Dr. Agarwal obtained a Ph.D. from Arizona State University with outstanding dissertation recognition in 2009. He was recognized as one of ‘The New Influentials: 20 In Their 20s’ by Arkansas Business in 2012. He was recognized with the universitywide Faculty Excellence Award in Research and Creative Endeavors by UA Little Rock in 2015 and 2021. Dr. Agarwal received the Social Media Educator of the Year Award at the 21st International Education and Technology Conference in 2015. In 2017 the Arkansas Times featured Dr. Agarwal in their special issue on “Visionary Arkansans.”
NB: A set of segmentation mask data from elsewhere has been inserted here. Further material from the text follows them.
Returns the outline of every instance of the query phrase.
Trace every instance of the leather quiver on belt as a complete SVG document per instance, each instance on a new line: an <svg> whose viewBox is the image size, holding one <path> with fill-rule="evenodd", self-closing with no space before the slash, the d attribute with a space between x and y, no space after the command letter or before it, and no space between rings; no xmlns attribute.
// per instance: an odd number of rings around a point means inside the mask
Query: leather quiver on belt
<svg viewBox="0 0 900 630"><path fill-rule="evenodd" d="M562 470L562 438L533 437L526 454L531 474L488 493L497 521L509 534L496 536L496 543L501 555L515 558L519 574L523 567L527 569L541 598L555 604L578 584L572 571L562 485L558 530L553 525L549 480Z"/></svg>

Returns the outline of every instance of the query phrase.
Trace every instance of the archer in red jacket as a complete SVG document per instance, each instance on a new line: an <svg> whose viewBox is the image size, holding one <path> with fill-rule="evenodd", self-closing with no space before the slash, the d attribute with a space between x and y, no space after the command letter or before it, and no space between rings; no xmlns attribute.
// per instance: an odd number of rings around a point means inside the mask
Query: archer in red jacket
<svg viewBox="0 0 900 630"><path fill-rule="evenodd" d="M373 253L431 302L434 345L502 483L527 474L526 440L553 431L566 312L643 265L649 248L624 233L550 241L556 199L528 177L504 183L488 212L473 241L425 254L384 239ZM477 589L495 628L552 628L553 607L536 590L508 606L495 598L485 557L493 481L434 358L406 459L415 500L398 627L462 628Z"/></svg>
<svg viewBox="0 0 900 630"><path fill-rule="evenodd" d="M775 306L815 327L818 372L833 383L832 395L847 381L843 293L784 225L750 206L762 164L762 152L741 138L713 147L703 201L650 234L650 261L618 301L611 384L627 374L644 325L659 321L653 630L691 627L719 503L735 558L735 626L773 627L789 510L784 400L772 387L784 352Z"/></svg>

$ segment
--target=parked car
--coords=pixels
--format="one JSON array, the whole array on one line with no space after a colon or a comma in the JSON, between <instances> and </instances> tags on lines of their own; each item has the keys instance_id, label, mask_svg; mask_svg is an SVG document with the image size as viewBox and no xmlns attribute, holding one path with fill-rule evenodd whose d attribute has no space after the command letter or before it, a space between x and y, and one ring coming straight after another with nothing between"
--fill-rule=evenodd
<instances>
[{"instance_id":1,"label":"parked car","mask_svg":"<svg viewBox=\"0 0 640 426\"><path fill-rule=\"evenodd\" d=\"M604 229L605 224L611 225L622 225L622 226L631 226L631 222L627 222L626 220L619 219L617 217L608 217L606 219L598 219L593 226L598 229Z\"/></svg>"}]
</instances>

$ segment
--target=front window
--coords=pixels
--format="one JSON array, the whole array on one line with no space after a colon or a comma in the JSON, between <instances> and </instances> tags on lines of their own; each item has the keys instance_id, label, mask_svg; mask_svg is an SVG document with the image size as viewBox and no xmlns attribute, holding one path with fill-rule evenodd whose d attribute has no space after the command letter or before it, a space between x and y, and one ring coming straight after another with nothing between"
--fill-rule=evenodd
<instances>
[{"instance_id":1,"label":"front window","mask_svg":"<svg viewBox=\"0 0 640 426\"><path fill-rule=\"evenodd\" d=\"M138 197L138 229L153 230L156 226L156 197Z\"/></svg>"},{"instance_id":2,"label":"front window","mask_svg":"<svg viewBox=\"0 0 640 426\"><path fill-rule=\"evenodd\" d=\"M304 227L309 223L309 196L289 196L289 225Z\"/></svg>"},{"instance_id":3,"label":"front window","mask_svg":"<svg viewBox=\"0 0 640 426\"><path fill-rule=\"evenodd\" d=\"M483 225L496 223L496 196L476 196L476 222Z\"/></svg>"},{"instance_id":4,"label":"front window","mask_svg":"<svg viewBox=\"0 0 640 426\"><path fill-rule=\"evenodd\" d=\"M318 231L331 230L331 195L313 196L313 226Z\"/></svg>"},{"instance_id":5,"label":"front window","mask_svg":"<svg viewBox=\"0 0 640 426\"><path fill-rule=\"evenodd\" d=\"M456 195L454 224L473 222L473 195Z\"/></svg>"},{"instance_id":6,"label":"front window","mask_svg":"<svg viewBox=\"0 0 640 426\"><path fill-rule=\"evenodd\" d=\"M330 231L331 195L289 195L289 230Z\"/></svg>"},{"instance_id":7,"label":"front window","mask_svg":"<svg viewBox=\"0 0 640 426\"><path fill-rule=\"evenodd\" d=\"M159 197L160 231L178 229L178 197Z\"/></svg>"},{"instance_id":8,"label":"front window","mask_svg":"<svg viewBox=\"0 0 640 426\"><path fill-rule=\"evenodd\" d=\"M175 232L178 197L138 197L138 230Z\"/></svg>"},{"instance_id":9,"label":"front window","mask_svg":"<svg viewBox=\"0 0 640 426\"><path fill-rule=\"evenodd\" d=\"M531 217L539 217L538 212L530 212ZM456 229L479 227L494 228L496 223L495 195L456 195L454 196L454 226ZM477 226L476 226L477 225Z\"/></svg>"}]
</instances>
Dr. Agarwal was nominated as International Academy, Research and Industry Association (IARIA) Fellow in 2017, an Arkansas Academy of Computing (AAoC) Fellow in 2018, and an Arkansas Research Alliance (ARA) Fellow in 2018. In 2021, his research was recognized as one of the top 10 solutions for “Countering Cognitive Warfare: The invisible Threat” by NATO’s Innovation Hub out of 132 teams from the 30 NATO member nations. In 2022, his COVID-19 Misinformation tracker was recognized by the World Health Organization (WHO) as one of the key technological innovations globally to address the COVID-19 pandemic. IEEE, the world’s premier electrical and electronic engineering professional organization, recognized Dr. Agarwal as a senior member in 2022.